What is Self Supervised Learning and Why is everyone talking about it?

It doesn’t really matter whether it’s a podcast on Artificial Intelligence, a top-rated Machine Learning conference, or a Community Discussion on Deep Learning. Today everyone in the field of Artificial Intelligence and Machine Learning is talking about Self Supervised Learning. Everything ranging from advancements in the field to its application and results is a hot topic. In this short blog post, I will talk (very) briefly about Self Supervised Learning, and the reason why everyone is so excited about it.

Self Supervised Learning. Featured Image.
Image by Free-Photos from Pixabay.

Self Supervised Learning

Self Supervised Learning is a subset of Unsupervised Learning. The term supervision means that labels do exist for the data on which a model is trained. However, as opposed to Supervised Learning, where the data is annotated with the help of a human, in Self Supervised Learning, the labels are extracted from the data itself.

Let’s consider an example. Say you have a lot of unlabeled data(images). You can create randomly rotate the image of the data by 0, 90, 190, or 270 degrees and train your model to predict this rotation. Even though you do not have the labels for the images, you rotated the image so you know the rotation applied to each image. And in training the model to predict the rotation of the data, the model is learning something useful about the data. In this case, we created the labels of the data with the data itself. Now, this model can be fine-tuned on a small set of labeled data. It is an example of Pretext Training which is used for Self-Supervised Learning. One of my previous blog posts is about pretext training, which you can read over here.

Although there are many other pretext tasks on which you can train your Neural Network. I have written a blog on the most used pretext tasks used for training Computer Vision models on images which you can read over here.

Why is Self Supervised Learning so Hot Right Now

Everyone in the field of Machine Learning knows very well that Supervised Learning cannot scale. The human effort and cost required to label datasets are way too high, and it simply isn’t the way going forward. At the same time, there is no shortage of data itself in this era of big data. This calls for some innovation and change in the techniques used to train models. And it is exactly this gap between the abundance of data and scarcity of labeled data that Self Supervised Learning aims to cut down, and maybe, just maybe, totally eliminate it.

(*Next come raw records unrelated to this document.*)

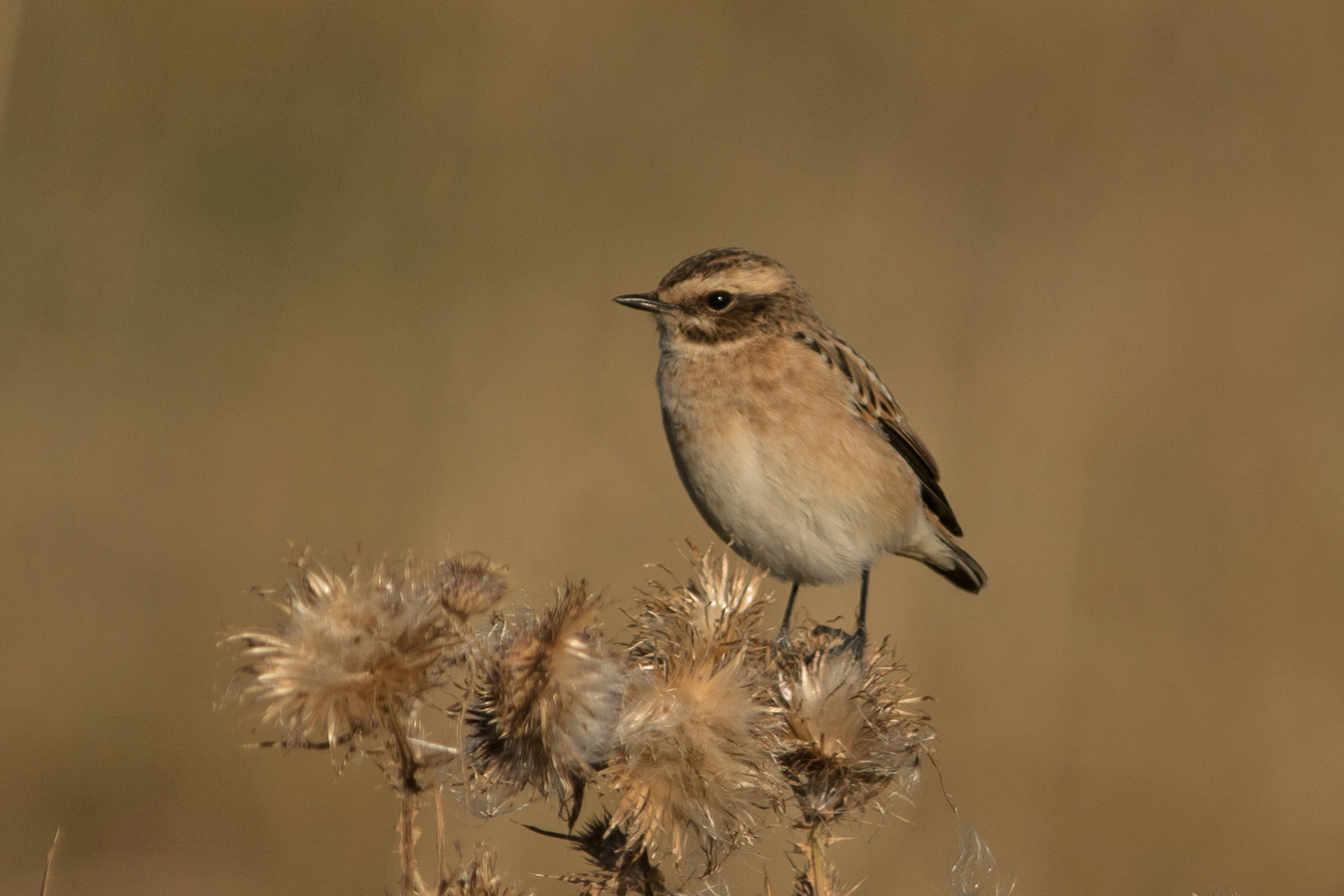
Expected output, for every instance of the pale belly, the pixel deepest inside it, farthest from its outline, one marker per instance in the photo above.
(806, 509)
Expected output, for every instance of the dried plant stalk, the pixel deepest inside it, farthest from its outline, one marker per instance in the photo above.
(699, 733)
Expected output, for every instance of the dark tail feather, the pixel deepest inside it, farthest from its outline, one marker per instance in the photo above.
(967, 574)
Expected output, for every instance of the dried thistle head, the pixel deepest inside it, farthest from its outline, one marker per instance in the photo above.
(477, 878)
(694, 759)
(620, 865)
(357, 650)
(852, 728)
(722, 607)
(548, 703)
(470, 585)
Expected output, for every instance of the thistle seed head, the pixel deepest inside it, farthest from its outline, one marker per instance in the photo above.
(357, 650)
(694, 759)
(548, 703)
(719, 607)
(477, 878)
(620, 867)
(470, 585)
(852, 728)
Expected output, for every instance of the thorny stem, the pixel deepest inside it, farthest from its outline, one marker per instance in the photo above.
(410, 791)
(441, 845)
(411, 883)
(817, 839)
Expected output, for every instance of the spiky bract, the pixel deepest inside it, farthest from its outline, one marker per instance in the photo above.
(470, 585)
(854, 731)
(477, 878)
(546, 707)
(620, 867)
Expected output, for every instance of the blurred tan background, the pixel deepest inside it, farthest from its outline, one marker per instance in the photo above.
(339, 273)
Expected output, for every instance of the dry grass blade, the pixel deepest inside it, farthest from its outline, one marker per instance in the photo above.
(51, 860)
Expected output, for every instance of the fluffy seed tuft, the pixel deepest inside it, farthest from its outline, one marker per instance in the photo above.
(852, 731)
(355, 653)
(722, 607)
(546, 709)
(694, 755)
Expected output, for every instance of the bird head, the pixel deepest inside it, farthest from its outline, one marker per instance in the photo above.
(722, 296)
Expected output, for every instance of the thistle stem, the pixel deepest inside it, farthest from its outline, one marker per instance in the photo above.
(821, 880)
(411, 884)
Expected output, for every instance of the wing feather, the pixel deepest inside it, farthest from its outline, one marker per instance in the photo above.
(874, 405)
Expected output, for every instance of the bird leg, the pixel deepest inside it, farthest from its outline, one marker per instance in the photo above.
(859, 640)
(788, 611)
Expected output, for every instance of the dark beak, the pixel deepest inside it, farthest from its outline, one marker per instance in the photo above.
(644, 301)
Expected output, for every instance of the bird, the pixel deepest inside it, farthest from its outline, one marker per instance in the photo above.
(786, 440)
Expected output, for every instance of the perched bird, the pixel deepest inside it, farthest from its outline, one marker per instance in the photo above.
(789, 445)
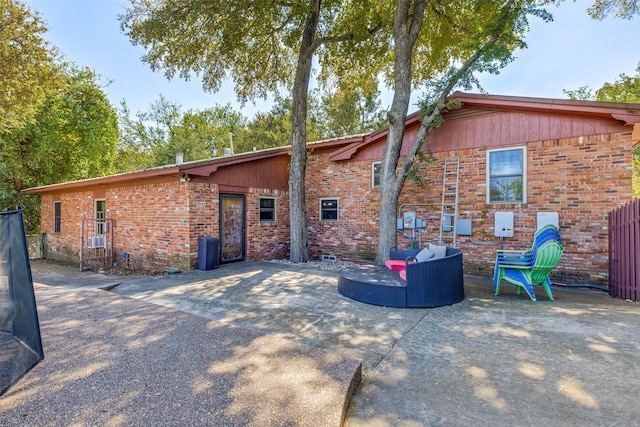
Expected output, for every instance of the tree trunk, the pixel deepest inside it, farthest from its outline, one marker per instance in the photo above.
(407, 23)
(297, 205)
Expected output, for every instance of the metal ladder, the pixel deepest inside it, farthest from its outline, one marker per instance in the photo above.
(449, 207)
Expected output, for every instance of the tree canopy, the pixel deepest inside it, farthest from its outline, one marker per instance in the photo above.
(28, 70)
(624, 9)
(73, 136)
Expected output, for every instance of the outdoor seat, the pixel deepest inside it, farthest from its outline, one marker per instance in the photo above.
(544, 234)
(526, 273)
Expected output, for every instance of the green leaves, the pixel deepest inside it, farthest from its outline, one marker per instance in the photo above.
(27, 68)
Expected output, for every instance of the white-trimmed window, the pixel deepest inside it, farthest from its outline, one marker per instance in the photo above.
(267, 209)
(57, 213)
(376, 174)
(101, 214)
(329, 209)
(507, 175)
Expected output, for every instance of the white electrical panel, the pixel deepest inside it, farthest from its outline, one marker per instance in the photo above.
(409, 220)
(545, 218)
(504, 224)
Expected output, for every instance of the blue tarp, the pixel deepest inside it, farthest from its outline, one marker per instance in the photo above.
(20, 342)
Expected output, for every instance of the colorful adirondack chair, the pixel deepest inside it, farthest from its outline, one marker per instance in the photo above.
(546, 233)
(530, 269)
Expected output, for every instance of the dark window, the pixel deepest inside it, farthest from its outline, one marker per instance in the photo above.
(507, 176)
(101, 210)
(267, 209)
(376, 169)
(57, 208)
(329, 209)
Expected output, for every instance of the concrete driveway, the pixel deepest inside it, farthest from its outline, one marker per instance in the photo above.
(489, 360)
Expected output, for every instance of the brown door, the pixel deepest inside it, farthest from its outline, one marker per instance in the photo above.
(232, 229)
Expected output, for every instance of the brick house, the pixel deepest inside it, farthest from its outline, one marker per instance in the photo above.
(520, 156)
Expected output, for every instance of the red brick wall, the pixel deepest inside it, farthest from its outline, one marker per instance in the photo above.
(151, 224)
(267, 240)
(354, 235)
(158, 223)
(580, 178)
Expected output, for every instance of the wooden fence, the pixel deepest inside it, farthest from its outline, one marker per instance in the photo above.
(624, 252)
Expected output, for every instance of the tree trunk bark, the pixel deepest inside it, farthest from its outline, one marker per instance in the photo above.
(299, 251)
(407, 23)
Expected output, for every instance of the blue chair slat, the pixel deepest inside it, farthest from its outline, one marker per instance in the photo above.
(527, 268)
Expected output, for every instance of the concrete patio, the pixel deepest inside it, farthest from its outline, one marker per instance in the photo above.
(167, 350)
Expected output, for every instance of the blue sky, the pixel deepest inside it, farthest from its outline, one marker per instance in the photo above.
(572, 51)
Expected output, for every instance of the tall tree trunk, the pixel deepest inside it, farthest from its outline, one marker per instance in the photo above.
(407, 23)
(297, 205)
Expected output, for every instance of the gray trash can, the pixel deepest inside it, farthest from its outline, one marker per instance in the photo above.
(207, 253)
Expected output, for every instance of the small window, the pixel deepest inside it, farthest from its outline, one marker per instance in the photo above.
(267, 209)
(101, 210)
(57, 209)
(506, 175)
(329, 210)
(376, 170)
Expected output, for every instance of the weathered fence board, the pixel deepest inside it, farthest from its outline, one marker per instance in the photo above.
(624, 252)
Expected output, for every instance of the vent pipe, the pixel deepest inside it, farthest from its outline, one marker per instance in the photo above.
(231, 142)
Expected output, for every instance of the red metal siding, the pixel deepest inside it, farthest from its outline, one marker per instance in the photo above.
(272, 173)
(513, 128)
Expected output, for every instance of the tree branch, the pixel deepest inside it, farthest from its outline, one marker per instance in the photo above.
(439, 105)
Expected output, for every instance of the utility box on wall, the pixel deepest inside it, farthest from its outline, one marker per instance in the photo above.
(208, 253)
(545, 218)
(504, 224)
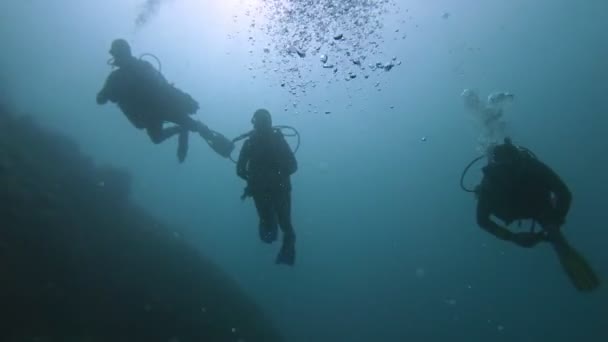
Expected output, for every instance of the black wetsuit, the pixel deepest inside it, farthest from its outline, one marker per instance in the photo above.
(148, 101)
(266, 162)
(524, 189)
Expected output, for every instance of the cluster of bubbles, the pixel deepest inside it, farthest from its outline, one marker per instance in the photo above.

The non-scalable nature of Self Supervised Learning has been talked about by many pioneers of Machine Learning such as Jitendra Malik, Yann LeCun, Ishan Mishra, etc. Self Supervised Learning promises to address all the issues of Supervised Learning, and that is the reason why it is such a topic among all circles of Artificial Intelligence- everyone wants to get in on the action.

The famous ImageNet dataset, for example, which is used for benchmarking performances of Neural Networks took 22 human years to label. However, there are other issues too that are associated with manually labeling a dataset. One of the issues that come with human labeling is the lack of proper labels for real-world objects due to difficult categorization and poorly defined hierarchal structure for real-world objects. For example, how easy would it be to distinguish a table from a dining table? Given the variation in size and shapes of both of them, it will be nearly impossible to label them correctly because there would be a significant overlap between the two. Additionally, Self Supervised Learning can be useful when dealing with data having multiple modalities(multiple modes of measuring data, for eg- a video with sound is multimodal) because any correlation between multiple modalities can also be learned without having to label it all manually.